Brave Death of a Raparree
But Shane was eventually caught and sentenced to be hanged along with his two sons. However, he was surprisingly offered pardon by an influential planter Henry Carey, whose life he had once saved. But when he was told that his sons were not to be spared, he declined the offer of a pardon. According to a witness- John Low the Presbyterian minister of Banagher- he died with a son either side of him, holding each by the hand after making a speech to an sympathetic crowd thanking them for their support over his years as an outlaw.

The British police barracks in Draperstown now no longer in use

But with the Northern Ireland Peace process now over a decade old, a cultural, social and economic transformation is taking place.

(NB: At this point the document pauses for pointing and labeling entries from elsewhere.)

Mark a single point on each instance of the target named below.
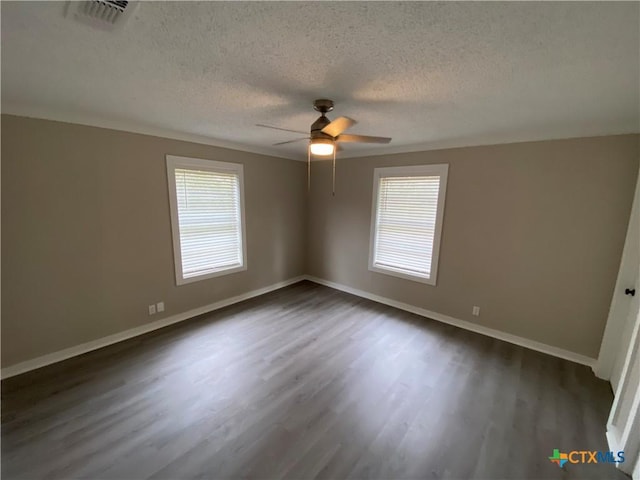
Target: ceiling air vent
(105, 14)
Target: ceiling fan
(326, 135)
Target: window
(207, 218)
(408, 205)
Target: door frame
(612, 341)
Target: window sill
(406, 276)
(206, 276)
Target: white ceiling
(430, 75)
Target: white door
(617, 334)
(623, 426)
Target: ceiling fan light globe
(322, 148)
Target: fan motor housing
(318, 125)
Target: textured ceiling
(429, 75)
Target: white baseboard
(490, 332)
(60, 355)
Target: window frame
(174, 162)
(441, 170)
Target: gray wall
(533, 234)
(86, 234)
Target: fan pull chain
(308, 168)
(334, 170)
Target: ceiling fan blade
(290, 141)
(283, 129)
(362, 139)
(338, 126)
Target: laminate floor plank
(305, 382)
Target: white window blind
(407, 221)
(207, 221)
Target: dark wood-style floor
(305, 382)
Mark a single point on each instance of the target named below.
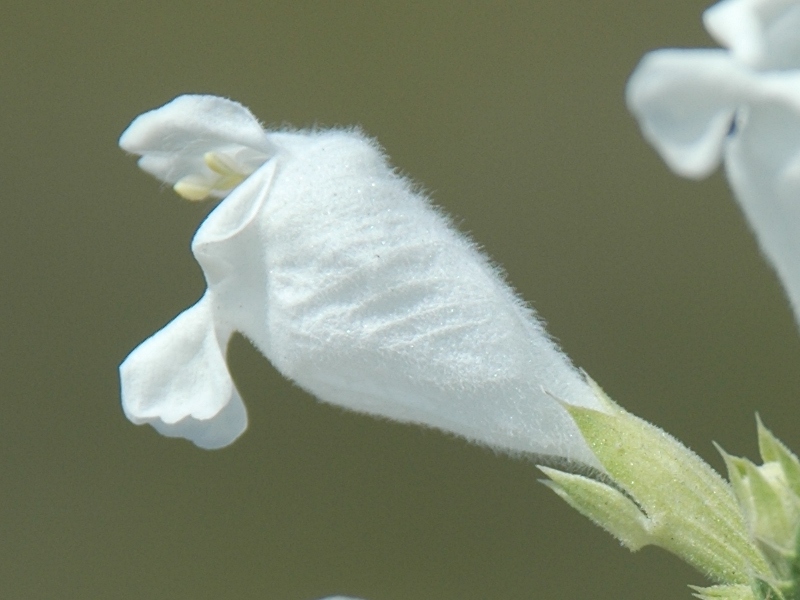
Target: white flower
(349, 282)
(698, 107)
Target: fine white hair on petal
(356, 288)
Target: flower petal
(763, 167)
(762, 34)
(685, 101)
(375, 303)
(178, 381)
(173, 139)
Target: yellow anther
(224, 165)
(192, 187)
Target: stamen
(223, 164)
(193, 187)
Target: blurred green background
(512, 114)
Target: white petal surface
(354, 287)
(763, 166)
(173, 139)
(762, 34)
(178, 381)
(685, 101)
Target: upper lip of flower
(204, 146)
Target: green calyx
(769, 498)
(660, 493)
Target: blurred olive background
(512, 115)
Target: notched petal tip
(178, 382)
(194, 121)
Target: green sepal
(724, 592)
(689, 509)
(773, 450)
(603, 504)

The imposing and foreboding Police barracks is closed (see photo), tourism is taking place, housing estates are being built in the towns for new city commuter residents, religious animosities are diluting and young Eastern European workers are starting to populate the shops and factories.The place of Presbyterian worship in the centre of Draperstown. Not as ornate as a Catholic or Anglican church, nevertheless it possesses an innate beauty of its own.


markfromireland said...

A very enjoyable read - thanks.


Anonymous said...

A nice visit. My grgrandparents were from An ChairraigMor.